A punto estaba de rebasar el automóvil que contenía el féretro, en ese momento giró la cabeza, a saber por qué o a causa de qué; el caso es que su mirada se tropezó con la siguiente inscripción de una de las tantas coronas de flores que colgaban silenciosas de los laterales: “Tus padres que te quieren y no te olvidan”.
Lo típico de siempre en estos casos, pensó. La luctuosa ocasión no deja lugar a la originalidad, no.

Su mirada, distraída y curiosa, se paseó por la siguiente, que rezaba así: “Siempre te recordaremos. Tus amigos”.
Había una tercera que despertó su atención: “Miguel, te quiero y...”
No pudo leer el mensaje completo, unas pequeñas ramas se habían enganchado en el lazo mortuorio y tapaban parte del texto. Será de su mujer, pensó, es lo más lógico.

¡Vaya, así que se ha muerto Miguel! ¡Pobre! Sabía que estaba muy enfermo, y que desde hacía unas semanas estaba hospitalizado, o al menos esa era la información que había oído circular por el barrio días atrás.
Miguel, durante muchos años, había sido el portero de su edificio. Era un buen hombre, los recuerdos que tenía de él eran gratos y cálidos.
¡No somos nadie! pronunció para sus adentros.

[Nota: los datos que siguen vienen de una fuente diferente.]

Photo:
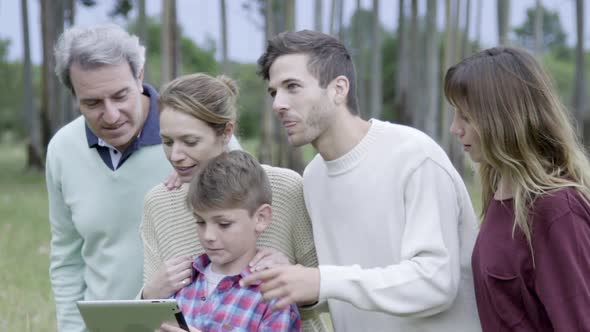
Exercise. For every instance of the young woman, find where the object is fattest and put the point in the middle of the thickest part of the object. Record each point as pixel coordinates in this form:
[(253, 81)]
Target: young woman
[(197, 120), (531, 261)]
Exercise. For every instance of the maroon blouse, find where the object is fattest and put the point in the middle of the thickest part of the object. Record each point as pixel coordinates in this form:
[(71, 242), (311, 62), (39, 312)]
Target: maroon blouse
[(511, 294)]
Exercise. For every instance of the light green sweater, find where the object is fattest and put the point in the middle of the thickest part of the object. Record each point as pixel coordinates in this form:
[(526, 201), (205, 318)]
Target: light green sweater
[(95, 212)]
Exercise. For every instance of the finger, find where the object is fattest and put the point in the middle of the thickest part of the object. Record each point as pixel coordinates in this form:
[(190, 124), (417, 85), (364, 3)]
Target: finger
[(263, 264), (282, 303), (180, 267), (260, 276), (168, 183), (260, 254), (274, 293), (177, 183), (167, 327), (178, 260)]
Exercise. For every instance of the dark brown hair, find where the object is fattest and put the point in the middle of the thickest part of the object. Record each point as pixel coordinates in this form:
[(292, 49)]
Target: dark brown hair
[(327, 59)]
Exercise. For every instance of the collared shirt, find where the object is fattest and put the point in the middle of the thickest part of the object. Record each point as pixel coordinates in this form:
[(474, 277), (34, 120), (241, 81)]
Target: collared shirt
[(149, 135), (231, 307)]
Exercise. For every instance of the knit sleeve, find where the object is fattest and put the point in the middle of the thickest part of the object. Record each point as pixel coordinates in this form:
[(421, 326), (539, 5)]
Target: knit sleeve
[(426, 279), (302, 232), (151, 252), (66, 268)]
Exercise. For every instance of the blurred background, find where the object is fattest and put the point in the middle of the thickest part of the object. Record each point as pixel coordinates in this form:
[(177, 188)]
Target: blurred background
[(401, 51)]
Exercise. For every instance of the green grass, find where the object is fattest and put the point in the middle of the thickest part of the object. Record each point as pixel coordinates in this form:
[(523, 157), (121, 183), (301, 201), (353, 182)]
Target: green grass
[(26, 302)]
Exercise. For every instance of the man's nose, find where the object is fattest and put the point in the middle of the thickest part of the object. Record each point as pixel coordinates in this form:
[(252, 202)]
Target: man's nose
[(111, 112)]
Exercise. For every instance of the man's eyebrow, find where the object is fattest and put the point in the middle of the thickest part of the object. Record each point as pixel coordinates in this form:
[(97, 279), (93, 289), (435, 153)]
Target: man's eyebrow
[(125, 89), (284, 82)]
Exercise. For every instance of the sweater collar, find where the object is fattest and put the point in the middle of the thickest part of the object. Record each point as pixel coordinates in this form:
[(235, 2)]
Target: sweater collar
[(353, 157)]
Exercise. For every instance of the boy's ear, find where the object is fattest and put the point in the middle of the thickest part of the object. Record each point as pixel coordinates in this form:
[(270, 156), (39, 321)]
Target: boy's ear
[(263, 217), (228, 131)]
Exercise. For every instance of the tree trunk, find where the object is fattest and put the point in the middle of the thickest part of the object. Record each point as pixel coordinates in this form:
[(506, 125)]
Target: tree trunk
[(294, 155), (503, 19), (538, 28), (580, 79), (453, 146), (318, 22), (376, 65), (478, 22), (52, 18), (432, 67), (142, 34), (359, 55), (466, 47), (457, 40), (333, 12), (34, 148), (224, 58), (414, 78), (169, 40), (341, 20), (403, 76), (265, 154)]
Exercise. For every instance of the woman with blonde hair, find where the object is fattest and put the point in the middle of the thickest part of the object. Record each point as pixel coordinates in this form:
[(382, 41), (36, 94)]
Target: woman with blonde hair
[(197, 121), (531, 261)]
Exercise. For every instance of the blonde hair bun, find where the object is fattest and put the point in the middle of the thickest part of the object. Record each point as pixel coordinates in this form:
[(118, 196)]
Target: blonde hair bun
[(230, 84)]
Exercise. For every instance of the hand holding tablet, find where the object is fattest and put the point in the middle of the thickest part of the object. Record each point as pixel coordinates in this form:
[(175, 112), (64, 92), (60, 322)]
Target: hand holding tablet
[(130, 315)]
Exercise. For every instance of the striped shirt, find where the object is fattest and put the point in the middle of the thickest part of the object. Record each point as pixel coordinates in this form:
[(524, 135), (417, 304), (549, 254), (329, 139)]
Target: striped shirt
[(231, 307)]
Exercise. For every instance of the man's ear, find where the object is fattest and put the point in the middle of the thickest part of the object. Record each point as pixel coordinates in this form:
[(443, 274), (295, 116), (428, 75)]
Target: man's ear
[(340, 87), (263, 217), (140, 75), (228, 131)]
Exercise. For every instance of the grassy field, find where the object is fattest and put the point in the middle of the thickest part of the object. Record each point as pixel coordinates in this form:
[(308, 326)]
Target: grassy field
[(26, 302)]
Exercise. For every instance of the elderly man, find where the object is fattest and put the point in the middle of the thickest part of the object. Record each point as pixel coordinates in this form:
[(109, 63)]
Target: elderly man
[(98, 169)]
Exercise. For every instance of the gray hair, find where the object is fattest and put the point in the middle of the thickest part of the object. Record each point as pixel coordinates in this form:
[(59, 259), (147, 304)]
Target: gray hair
[(97, 46)]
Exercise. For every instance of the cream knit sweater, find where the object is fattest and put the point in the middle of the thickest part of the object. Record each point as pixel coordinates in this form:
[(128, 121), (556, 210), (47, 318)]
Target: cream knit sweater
[(169, 230)]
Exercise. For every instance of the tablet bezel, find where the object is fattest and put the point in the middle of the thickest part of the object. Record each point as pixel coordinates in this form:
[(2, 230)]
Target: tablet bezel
[(123, 315)]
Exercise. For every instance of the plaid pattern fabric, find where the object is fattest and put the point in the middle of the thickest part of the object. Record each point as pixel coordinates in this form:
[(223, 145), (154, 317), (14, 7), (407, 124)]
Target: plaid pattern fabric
[(231, 307)]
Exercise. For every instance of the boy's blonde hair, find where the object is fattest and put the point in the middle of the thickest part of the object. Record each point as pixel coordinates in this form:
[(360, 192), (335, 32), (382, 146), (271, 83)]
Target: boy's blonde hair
[(527, 135), (232, 180)]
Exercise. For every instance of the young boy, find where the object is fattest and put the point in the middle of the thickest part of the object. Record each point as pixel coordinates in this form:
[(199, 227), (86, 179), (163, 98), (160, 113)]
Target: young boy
[(231, 200)]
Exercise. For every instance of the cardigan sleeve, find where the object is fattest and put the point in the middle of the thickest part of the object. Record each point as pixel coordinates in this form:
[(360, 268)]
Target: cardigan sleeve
[(425, 281), (66, 267), (151, 253)]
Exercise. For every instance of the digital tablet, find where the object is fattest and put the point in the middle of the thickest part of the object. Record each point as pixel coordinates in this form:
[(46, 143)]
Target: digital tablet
[(130, 315)]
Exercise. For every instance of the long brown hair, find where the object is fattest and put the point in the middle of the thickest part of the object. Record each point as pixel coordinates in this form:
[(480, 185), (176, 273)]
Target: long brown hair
[(527, 136)]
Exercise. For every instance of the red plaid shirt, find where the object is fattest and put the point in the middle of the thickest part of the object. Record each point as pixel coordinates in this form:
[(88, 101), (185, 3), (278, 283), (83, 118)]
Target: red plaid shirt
[(231, 307)]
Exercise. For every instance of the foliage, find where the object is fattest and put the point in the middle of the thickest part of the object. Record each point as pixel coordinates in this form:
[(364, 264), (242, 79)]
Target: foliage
[(193, 58), (251, 100), (553, 34)]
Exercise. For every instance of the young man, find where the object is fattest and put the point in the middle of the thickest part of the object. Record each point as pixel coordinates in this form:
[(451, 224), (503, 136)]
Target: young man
[(230, 199), (393, 223), (99, 168)]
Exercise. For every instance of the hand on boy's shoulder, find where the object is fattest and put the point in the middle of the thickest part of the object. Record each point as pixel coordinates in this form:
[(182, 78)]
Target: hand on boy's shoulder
[(167, 327), (266, 258), (290, 284)]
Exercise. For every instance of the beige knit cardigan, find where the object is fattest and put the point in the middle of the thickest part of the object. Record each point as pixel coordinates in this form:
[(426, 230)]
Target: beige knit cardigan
[(168, 230)]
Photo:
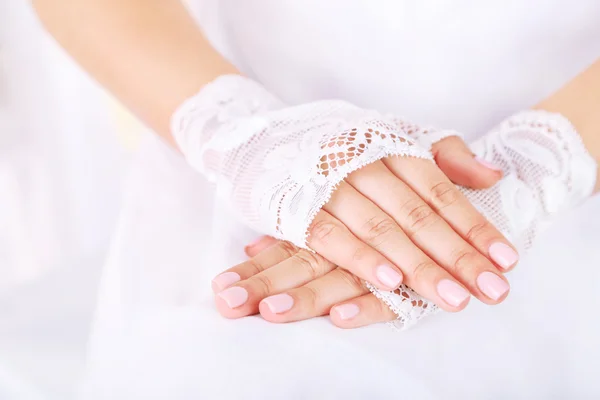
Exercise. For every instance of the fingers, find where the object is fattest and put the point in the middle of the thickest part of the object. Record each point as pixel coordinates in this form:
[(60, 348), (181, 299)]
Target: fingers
[(259, 245), (446, 200), (455, 160), (380, 231), (313, 299), (333, 240), (242, 298), (269, 257), (361, 311), (433, 236)]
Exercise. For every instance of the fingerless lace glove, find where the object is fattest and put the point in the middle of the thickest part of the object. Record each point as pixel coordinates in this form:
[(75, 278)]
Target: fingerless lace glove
[(277, 165), (546, 170)]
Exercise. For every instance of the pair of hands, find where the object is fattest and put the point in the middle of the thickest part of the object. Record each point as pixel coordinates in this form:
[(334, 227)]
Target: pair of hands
[(399, 220)]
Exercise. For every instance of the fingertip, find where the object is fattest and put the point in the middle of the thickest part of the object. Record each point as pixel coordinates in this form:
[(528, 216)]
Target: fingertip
[(259, 245), (462, 167)]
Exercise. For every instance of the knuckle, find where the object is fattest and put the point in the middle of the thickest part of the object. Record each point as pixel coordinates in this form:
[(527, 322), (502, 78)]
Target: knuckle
[(352, 280), (288, 248), (382, 310), (444, 194), (253, 266), (322, 230), (310, 296), (464, 261), (312, 262), (263, 283), (420, 216), (378, 228), (421, 270), (478, 230), (360, 254)]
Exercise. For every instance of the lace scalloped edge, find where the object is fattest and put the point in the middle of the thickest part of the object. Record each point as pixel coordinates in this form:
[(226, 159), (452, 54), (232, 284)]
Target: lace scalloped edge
[(385, 153)]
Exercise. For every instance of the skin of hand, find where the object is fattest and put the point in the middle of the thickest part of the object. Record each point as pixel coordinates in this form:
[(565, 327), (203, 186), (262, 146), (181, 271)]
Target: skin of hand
[(285, 283), (152, 56), (322, 288)]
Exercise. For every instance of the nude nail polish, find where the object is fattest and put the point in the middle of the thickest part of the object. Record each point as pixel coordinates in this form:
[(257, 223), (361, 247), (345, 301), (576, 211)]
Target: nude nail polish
[(452, 292), (488, 164), (492, 285), (503, 255), (224, 280), (234, 296), (279, 303), (347, 311), (388, 276)]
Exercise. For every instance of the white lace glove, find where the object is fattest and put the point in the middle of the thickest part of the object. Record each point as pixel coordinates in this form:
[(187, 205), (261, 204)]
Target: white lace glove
[(278, 165), (546, 170)]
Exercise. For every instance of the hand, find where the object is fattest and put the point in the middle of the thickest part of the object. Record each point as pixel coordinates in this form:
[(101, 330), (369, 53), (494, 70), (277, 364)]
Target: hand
[(356, 186), (285, 266), (527, 198)]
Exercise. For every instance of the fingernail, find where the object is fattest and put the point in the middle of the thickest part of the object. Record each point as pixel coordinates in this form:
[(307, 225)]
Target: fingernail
[(492, 285), (234, 296), (388, 276), (224, 280), (503, 255), (279, 303), (347, 311), (452, 292), (258, 245), (488, 164)]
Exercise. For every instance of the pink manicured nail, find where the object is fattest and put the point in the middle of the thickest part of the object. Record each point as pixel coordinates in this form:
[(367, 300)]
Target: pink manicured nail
[(488, 164), (224, 280), (388, 276), (452, 292), (503, 255), (492, 285), (347, 311), (279, 303), (234, 296)]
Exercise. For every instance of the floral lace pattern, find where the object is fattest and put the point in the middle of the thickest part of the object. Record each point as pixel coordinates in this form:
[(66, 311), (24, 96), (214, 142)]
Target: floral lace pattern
[(546, 170), (276, 165)]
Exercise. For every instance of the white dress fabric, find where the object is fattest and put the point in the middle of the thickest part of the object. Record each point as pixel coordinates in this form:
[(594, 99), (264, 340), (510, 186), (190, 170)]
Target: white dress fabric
[(464, 66)]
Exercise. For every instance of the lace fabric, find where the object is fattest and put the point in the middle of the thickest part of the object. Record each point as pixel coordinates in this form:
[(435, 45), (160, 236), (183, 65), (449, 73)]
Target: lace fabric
[(278, 166), (546, 170)]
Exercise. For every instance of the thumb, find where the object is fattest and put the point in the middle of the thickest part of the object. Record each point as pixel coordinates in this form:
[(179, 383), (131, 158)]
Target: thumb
[(462, 167)]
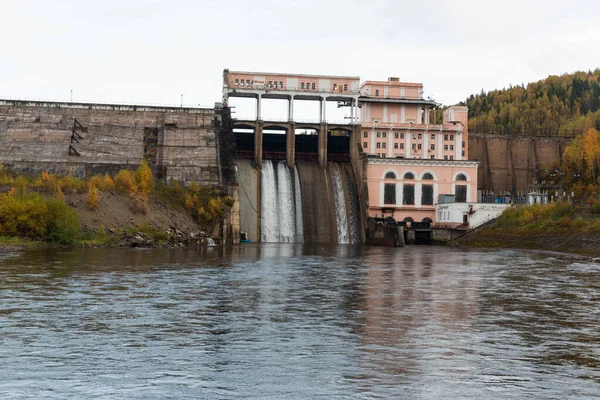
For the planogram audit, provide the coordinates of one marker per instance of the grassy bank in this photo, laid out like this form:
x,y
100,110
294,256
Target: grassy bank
x,y
557,227
125,209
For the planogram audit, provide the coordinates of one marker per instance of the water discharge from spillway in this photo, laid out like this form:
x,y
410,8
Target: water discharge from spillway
x,y
284,209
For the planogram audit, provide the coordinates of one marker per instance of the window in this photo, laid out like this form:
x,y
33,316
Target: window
x,y
408,195
460,194
389,193
427,195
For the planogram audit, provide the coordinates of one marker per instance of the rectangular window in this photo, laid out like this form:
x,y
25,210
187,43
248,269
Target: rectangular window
x,y
460,194
427,195
389,193
408,195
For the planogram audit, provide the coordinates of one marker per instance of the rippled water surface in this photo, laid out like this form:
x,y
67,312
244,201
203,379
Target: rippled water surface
x,y
299,322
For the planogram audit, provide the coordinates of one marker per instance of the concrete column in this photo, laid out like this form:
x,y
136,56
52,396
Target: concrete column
x,y
291,109
323,146
258,143
290,145
258,105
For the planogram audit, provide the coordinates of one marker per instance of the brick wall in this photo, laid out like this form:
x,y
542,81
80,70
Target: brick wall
x,y
35,136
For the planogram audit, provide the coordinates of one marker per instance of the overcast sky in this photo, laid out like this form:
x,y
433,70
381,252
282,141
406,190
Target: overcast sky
x,y
152,51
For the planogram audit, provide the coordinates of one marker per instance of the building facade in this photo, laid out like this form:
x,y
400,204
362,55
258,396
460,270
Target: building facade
x,y
411,162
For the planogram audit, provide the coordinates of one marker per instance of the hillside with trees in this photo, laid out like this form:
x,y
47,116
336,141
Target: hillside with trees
x,y
569,103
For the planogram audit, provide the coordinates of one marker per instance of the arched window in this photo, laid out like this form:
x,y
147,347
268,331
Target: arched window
x,y
389,193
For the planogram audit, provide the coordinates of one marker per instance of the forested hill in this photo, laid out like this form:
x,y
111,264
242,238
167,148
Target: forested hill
x,y
566,103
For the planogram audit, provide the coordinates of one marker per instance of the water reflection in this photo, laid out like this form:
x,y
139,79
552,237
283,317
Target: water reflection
x,y
298,321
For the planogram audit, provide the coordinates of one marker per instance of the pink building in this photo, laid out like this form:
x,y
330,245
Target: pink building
x,y
411,163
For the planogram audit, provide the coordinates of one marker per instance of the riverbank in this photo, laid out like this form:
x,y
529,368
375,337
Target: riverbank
x,y
556,227
127,210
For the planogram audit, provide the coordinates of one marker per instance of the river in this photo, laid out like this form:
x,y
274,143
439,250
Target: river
x,y
284,321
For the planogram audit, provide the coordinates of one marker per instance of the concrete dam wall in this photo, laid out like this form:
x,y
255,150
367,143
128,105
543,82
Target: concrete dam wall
x,y
180,143
306,204
513,163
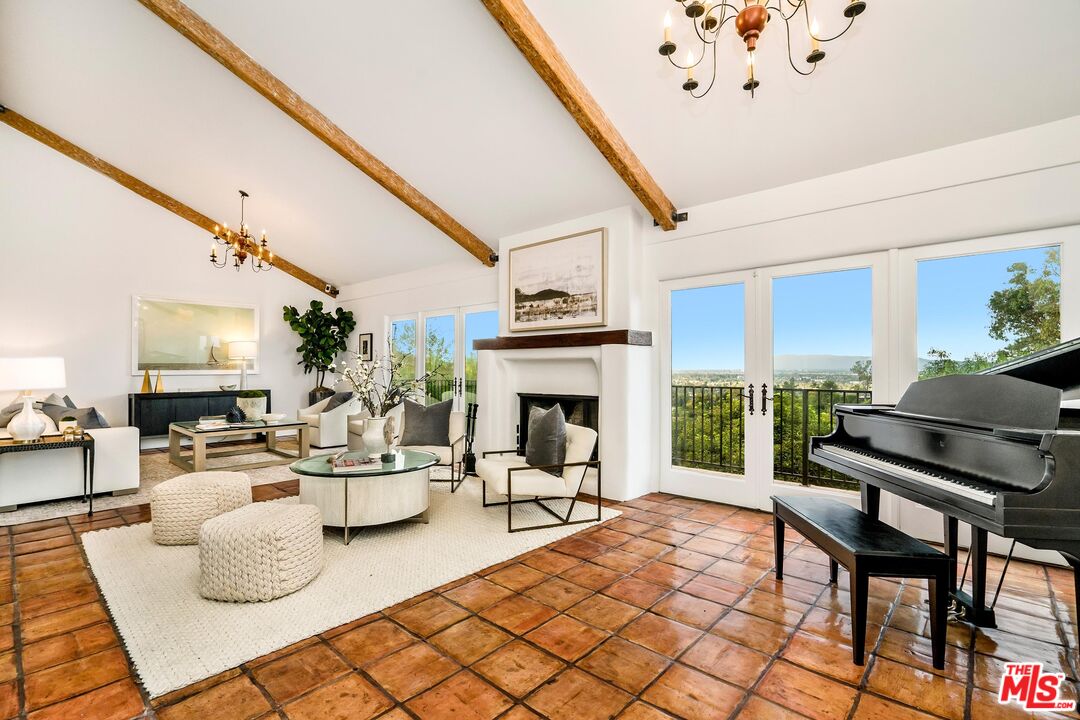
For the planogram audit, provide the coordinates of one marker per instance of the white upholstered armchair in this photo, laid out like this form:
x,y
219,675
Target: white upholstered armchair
x,y
450,454
329,429
510,475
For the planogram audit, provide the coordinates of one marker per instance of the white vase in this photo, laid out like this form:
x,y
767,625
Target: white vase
x,y
373,435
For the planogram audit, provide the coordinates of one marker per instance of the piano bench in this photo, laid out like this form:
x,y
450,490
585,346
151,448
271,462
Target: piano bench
x,y
867,548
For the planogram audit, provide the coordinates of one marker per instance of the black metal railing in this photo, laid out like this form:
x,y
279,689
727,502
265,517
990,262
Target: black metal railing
x,y
439,389
709,425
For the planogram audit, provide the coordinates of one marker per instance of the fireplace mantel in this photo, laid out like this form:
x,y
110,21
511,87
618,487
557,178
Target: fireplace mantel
x,y
567,340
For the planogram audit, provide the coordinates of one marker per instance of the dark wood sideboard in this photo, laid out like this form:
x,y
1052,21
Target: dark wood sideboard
x,y
151,412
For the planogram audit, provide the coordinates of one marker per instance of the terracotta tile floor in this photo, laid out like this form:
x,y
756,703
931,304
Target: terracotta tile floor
x,y
667,611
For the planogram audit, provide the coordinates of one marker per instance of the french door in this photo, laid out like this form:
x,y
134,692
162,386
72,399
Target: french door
x,y
439,343
755,362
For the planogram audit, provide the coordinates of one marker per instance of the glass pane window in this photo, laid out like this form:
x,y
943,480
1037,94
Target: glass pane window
x,y
478,326
707,374
822,344
979,310
439,357
403,347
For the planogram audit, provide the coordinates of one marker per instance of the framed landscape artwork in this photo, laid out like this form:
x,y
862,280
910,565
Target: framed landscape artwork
x,y
559,283
183,337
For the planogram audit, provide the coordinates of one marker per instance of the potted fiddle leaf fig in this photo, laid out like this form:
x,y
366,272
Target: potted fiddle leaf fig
x,y
323,337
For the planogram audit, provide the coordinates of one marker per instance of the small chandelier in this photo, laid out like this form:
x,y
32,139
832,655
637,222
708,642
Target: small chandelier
x,y
242,245
709,18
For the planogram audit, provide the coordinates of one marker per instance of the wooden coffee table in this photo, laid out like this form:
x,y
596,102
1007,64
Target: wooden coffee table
x,y
196,461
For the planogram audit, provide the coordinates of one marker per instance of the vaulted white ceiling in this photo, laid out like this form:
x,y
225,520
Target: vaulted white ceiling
x,y
437,92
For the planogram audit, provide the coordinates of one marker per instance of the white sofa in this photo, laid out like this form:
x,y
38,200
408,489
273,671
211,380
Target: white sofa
x,y
36,476
328,430
450,454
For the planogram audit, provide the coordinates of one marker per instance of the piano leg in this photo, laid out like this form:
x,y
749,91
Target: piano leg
x,y
872,499
974,605
950,549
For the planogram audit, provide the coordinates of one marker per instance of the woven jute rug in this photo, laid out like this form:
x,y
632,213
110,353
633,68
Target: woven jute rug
x,y
175,637
153,469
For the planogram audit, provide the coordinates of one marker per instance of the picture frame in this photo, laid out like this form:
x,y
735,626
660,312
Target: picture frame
x,y
189,337
558,283
365,349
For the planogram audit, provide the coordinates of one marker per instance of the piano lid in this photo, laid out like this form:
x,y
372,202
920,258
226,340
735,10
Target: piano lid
x,y
994,401
1057,367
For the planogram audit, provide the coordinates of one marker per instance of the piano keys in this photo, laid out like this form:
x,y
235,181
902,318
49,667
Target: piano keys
x,y
997,450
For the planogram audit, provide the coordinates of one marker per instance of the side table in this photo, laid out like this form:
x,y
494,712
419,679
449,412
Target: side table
x,y
57,443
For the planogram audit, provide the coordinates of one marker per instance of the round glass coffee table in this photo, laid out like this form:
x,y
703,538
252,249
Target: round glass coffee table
x,y
370,494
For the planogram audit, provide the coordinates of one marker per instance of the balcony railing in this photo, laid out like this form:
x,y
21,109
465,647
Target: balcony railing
x,y
440,389
709,430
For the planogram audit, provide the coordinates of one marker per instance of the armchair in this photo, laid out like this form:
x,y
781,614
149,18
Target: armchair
x,y
450,454
512,476
328,429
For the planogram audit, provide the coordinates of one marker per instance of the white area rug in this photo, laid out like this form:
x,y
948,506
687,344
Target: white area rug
x,y
153,469
175,637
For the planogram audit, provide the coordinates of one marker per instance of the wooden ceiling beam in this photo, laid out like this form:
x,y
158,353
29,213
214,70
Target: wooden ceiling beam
x,y
540,51
45,136
214,43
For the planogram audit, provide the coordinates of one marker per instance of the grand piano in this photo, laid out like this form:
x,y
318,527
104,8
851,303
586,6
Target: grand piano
x,y
997,450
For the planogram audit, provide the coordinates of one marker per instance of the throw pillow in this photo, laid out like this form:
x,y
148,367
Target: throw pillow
x,y
88,418
337,401
428,425
547,443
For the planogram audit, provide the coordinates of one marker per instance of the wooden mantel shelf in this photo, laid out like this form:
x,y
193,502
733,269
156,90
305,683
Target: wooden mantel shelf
x,y
567,340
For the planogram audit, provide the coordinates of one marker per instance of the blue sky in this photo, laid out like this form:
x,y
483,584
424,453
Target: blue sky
x,y
953,295
829,313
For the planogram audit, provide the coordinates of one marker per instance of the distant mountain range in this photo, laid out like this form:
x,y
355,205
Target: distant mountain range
x,y
824,363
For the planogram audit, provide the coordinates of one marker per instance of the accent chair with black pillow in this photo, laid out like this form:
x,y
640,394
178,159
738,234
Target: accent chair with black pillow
x,y
328,419
553,466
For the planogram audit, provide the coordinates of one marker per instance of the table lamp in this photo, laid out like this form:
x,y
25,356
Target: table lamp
x,y
26,375
243,350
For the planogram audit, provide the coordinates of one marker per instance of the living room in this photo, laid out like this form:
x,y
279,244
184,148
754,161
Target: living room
x,y
571,398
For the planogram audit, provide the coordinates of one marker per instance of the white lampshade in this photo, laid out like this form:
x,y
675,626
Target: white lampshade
x,y
242,349
31,374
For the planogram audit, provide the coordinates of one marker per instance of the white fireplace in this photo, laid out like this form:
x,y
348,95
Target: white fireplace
x,y
619,375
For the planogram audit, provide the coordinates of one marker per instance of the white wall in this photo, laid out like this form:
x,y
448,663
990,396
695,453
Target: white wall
x,y
454,285
75,247
1022,180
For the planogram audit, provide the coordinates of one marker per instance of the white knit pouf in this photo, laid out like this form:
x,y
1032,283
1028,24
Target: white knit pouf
x,y
178,506
260,552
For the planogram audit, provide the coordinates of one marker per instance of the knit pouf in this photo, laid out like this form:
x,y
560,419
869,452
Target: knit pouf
x,y
178,506
260,552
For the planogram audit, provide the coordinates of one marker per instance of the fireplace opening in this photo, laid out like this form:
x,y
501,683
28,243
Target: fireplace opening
x,y
582,410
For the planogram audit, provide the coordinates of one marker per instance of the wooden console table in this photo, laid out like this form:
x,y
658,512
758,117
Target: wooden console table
x,y
152,412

El morbo, la curiosidad, la sordidez… qué más da, hicieron que volviese su mirada en busca de la familia. Justo entonces una ráfaga de viento apartó las ramas que se habían enredado en el lazo de la corona, sus ojos se quedaron clavados en un nombre: “Nuria”.

No era Miguel, el portero, quien iba dentro de aquel féretro, no, claro que no.

Entonces la vio, los vio… a su novia, a su familia, a sus amigos, ellos eran los que presidían aquel triste cortejo.

Ese día, ese aciago día, era el de su entierro. Y, sí, su nombre también era Miguel.